Calling it a gulag was not far from the truth. In retrospect I should have taken photos for proof, but I was in too much shock. No one has lived in MMI since February and it appeared that its last residents threw one hell of a party before leaving. The place was a mess. The room I’d been assigned, across from the laundry and the bathroom and right off the building’s entrance, made some of the free backcountry huts I’ve used in New Zealand look like the Ritz freakin’ Carlton.
I will not go into details, but I was also not going to move in there. Hells no.
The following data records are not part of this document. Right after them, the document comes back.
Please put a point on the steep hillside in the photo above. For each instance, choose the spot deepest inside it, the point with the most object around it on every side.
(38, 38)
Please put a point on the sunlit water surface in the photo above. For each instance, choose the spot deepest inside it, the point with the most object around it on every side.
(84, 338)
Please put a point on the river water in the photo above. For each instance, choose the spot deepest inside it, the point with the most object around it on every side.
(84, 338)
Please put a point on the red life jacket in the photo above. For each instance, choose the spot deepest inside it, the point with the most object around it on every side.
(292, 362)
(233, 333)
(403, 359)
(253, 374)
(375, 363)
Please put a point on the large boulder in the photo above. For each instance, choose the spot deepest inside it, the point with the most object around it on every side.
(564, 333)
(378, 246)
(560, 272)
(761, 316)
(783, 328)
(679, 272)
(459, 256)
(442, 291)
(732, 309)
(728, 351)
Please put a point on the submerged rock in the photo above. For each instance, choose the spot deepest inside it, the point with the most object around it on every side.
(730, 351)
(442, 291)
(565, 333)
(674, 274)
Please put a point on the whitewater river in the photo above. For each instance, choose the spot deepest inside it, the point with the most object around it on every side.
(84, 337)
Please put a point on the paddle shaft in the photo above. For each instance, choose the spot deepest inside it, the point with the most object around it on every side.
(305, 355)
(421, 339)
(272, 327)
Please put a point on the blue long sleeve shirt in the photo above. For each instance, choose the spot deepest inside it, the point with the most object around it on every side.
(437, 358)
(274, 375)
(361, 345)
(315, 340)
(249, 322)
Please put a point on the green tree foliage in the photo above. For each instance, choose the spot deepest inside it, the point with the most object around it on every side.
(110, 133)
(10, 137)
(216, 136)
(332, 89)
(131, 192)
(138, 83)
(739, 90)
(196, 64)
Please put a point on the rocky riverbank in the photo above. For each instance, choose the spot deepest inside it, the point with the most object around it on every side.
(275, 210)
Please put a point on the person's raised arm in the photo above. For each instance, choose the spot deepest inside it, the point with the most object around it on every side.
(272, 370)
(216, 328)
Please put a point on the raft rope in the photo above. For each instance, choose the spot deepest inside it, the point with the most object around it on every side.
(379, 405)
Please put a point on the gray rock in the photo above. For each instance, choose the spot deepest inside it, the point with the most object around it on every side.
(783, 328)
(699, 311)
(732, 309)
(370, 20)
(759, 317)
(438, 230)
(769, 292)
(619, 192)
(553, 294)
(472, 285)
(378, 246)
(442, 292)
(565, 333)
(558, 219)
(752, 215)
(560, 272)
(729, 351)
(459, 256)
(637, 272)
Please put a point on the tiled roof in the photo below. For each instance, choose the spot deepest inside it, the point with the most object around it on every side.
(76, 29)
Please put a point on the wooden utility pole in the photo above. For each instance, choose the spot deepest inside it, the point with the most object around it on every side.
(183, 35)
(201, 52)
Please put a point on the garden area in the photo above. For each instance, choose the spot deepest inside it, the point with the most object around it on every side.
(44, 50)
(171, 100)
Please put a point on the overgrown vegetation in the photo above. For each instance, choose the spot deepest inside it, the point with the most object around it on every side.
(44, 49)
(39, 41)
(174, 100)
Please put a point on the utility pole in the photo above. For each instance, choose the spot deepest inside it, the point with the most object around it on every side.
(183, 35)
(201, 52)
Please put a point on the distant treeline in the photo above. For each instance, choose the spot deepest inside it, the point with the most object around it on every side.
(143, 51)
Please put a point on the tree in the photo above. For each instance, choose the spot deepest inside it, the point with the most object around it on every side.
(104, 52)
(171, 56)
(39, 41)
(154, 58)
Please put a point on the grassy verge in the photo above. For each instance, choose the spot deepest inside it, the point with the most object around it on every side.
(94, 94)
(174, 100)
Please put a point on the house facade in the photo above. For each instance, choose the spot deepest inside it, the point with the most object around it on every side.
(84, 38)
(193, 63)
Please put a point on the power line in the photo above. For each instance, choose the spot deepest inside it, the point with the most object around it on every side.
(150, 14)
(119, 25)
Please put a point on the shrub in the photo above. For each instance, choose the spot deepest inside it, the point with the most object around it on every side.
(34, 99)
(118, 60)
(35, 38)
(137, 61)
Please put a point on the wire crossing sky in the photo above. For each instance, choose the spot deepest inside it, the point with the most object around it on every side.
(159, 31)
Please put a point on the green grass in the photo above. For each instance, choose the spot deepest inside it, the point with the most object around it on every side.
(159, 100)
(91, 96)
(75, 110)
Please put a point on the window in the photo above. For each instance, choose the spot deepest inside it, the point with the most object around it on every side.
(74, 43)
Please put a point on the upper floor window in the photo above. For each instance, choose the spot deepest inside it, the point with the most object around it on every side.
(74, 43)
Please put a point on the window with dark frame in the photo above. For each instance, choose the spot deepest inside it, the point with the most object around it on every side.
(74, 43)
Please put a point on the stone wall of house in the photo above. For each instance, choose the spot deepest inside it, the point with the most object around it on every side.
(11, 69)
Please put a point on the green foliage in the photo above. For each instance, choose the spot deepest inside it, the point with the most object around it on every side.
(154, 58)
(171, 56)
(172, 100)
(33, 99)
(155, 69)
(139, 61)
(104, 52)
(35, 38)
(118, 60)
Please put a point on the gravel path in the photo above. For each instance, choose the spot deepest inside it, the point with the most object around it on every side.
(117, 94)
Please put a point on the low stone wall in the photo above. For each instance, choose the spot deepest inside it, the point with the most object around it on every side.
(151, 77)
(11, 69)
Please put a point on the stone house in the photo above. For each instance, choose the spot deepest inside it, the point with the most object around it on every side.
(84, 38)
All of us have been deep-cleaning our winter rooms to pass inspection (our pay is docked if we don’t pass). I was not about to do the work the people who left in February should have done.
Granted, the final flights of the summer season in February were a bit crazy. Due to a storm here and the horrible earthquake in CHC, there were unexpected delays. But still. I don’t care if your flight has been delayed a day or two or ten. If you vomit, you should clean it up.
I’m just saying.
So, anyway, I sent an email explaining the situation to our housing folks in Denver. I received an ambiguous reply, which I decided to interpret as “choose a different room since the whole place is yours right now.”
So I did.
Instead of the first floor room I’d been given, with a view of a big snowpile and our firehouse, situated right next to the laundry, toilet and main entrance, I went for a second floor corner room with a view of McMurdo Sound and Mt. Discovery and the twinkling lights of the Pegasus airfield in the distance on the ice shelf.
It is wonderful.
And, during the time I waited to hear back from Denver, our crack squad of janitors sprang into action, cleaning the place not so much for me as for the new people who will start arriving Saturday. Yes, it is my palatial country estate for now, though I will have to share it soon. Hopefully I will not be assigned a roommate, but if it happens, I will implement Plan B: stop washing and eat lots of beans.
I moved in last night and slept like a baby, then did something I haven’t done in more than a year: I woke to natural light. Sigh.
(Yes, that means I slept in way past my usual 0330 alarm, since it doesn’t get light at all here till 1030-ish. But it was worth it.)
I may get a roommate. I will certainly get other people living in “my” building starting Saturday, but for a couple days at least, I feel like Miss Elizabeth Bennett at Pemberley. Or the Unabomber.